The Secure ID Coalition says its mission is to promote the understanding and appropriate use of contactless (RFID-enabled) smart-card technology, while still maintaining user privacy.
By Beth Bacheldor
Aug 17, 2006Several providers of digital security solutions for identification documents have banded together to help educate all levels of government on the use of secure electronic identification technologies, including contactless (RFID-enabled) smart cards.

Announced on Wednesday at the National Conference of State Legislators (NCSL) in Memphis, Tenn., the Secure ID Coalition includes contactless smart-card makers Gemalto and Oberthur Card Systems, as well as chipmakers Infineon Technologies, Philips Semiconductors and Texas Instruments.

The organization will meet with state and federal legislators to share its principles of privacy, best practices and standards in securing identification-management programs. In doing so, it hopes to dispel some of the myths regarding RFID and contactless smart cards, and to ensure that government agencies are implementing the right technology with the appropriate security and privacy mechanisms in place to meet the agencies' individual needs.

"There is such a large amount of misinformation that we have to be genuinely concerned that people aren't going to take advantage of this technology, or drive legislation that would ban the technology altogether," says Tres Wiley, director of e-documents at Texas Instruments. "We also don't want to see implementation without the kinds of security necessary, which could then backfire."

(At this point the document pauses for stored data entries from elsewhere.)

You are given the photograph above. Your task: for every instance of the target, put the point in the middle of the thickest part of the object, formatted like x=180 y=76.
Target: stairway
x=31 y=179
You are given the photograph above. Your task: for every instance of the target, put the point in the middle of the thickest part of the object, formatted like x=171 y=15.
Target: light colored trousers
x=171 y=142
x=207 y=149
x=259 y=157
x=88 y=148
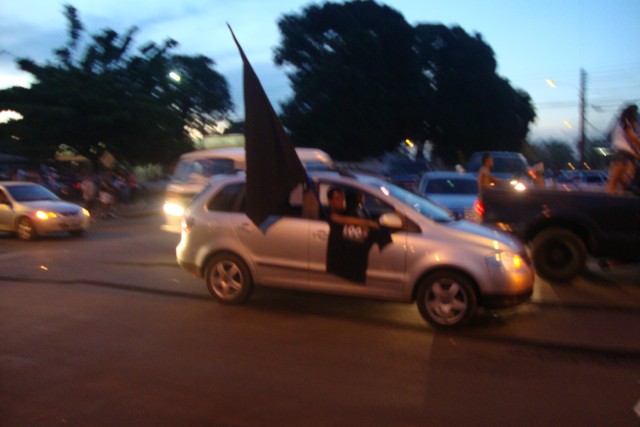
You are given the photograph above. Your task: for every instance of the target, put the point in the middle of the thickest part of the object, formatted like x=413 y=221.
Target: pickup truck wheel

Secure ID issued a statement saying it recognizes the importance of citizens' privacy rights, including "privacy of personal information as defined by all relevant regulations and laws" and "the right to know what data is contained in electronic ID documents, how that data will be collected, secured and transmitted, the presence of radio frequency (RF) technology in ID docs, and when, where and why an RF device is being read." The coalition also deems it vital that mechanisms be in place so "that ID documents have been appropriately secured against threats of fraudulent access to personal information."

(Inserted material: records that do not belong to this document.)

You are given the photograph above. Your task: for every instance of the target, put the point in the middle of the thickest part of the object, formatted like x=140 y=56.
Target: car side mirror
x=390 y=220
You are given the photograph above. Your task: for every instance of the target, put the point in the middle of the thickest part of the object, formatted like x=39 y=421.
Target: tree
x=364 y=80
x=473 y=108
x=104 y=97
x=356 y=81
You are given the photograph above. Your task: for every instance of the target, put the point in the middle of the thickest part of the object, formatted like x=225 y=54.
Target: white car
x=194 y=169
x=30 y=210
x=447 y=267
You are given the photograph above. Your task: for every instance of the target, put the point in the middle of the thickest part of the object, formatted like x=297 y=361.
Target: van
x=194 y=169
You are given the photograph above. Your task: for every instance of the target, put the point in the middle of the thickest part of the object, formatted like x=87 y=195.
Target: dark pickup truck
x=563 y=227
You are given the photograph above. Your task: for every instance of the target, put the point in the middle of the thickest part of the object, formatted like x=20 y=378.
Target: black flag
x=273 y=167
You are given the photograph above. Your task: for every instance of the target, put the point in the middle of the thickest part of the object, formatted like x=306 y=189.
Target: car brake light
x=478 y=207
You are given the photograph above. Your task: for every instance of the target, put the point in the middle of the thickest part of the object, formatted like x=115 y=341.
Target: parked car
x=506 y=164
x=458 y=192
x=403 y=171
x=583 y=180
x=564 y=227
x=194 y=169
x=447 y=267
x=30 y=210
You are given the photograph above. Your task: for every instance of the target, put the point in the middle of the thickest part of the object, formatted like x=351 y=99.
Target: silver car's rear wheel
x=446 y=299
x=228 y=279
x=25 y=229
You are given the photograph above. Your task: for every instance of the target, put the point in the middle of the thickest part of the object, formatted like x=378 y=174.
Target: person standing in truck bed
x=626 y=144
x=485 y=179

The group's formation comes on the heels of the U.S. Department of State's announcement earlier this week that it has started issuing electronic passports (e-passports) to the public. An e-passport contains an RFID chip designed to help authenticate that the passport is genuine. Industry experts responded earlier this week to security concerns about e-passports, raised by Lukas Grunwald, a consultant with computer security firm DN-Systems. Grunwald demonstrated that by using an open-source software package called RFDump and an RFID interrogator (reader), he could duplicate the data from his RFID-enabled German passport onto an RFID access card. The experts say the cloning possibility poses little risk (see Industry Group Says E-Passport Clone Poses Little Risk).